Yu et al. examined the impact of affinity on the activity of immunomodulatory antibodies, and showed that lower affinities delivered greater agonism through increased FcγR-independent receptor clustering. A low-affinity anti-CD40 monoclonal antibody exhibited stronger agonistic activity and more effective antitumor activity in vivo compared with the high-affinity parent antibody. More potent agonism mediated by lower affinity could also be recapitulated for a human anti-CD40 antibody. Lowering the affinity converted an inert therapeutic anti-4-1BB antibody (utomilumab) and an antagonistic therapeutic anti-PD-1 antibody (nivolumab) into agonists.

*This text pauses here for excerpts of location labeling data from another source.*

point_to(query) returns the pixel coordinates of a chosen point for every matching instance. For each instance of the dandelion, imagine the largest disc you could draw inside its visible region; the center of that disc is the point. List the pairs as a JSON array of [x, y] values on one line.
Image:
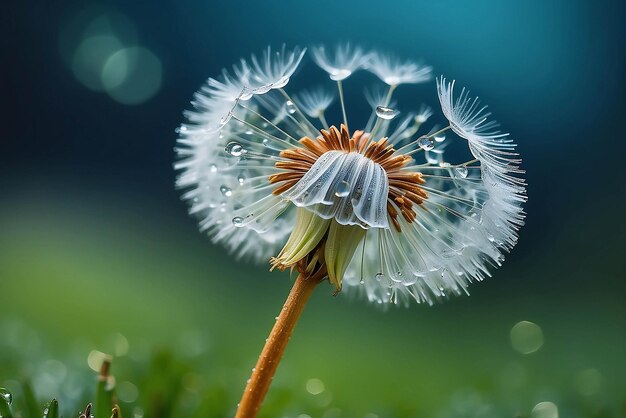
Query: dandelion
[[378, 212]]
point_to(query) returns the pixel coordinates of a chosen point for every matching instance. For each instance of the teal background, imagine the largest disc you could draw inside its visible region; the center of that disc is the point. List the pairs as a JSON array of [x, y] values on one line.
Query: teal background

Contributed by Shishir Pant
ABSTRACT: Antibody responses during infection and vaccination typically undergo affinity maturation to achieve high-affinity binding for efficient neutralization of pathogens(1,2). Similarly, high affinity is routinely the goal for therapeutic antibody generation. However, in contrast to naturally occurring or direct-targeting therapeutic antibodies, immunomodulatory antibodies, which are designed to modulate receptor signalling, have not been widely examined for their affinity-function relationship. Here we examine three separate immunologically important receptors spanning two receptor superfamilies: CD40, 4-1BB and PD-1. We show that low rather than high affinity delivers greater activity through increased clustering. This approach delivered higher immune cell activation, in vivo T_cell expansion and antitumour activity in the case of CD40. Moreover, an inert anti-4-1BB monoclonal antibody was transformed into an agonist. Low-affinity variants of the clinically important antagonistic anti-PD-1 monoclonal antibody nivolumab also mediated more potent signalling and affected T_cell activation. These findings reveal a new paradigm for augmenting agonism across diverse receptor families and shed light on the mechanism of antibody-mediated receptor signalling. Such affinity engineering offers a rational, efficient and highly tuneable solution to deliver antibody-mediated receptor activity across a range of potencies suitable for translation to the treatment of human disease.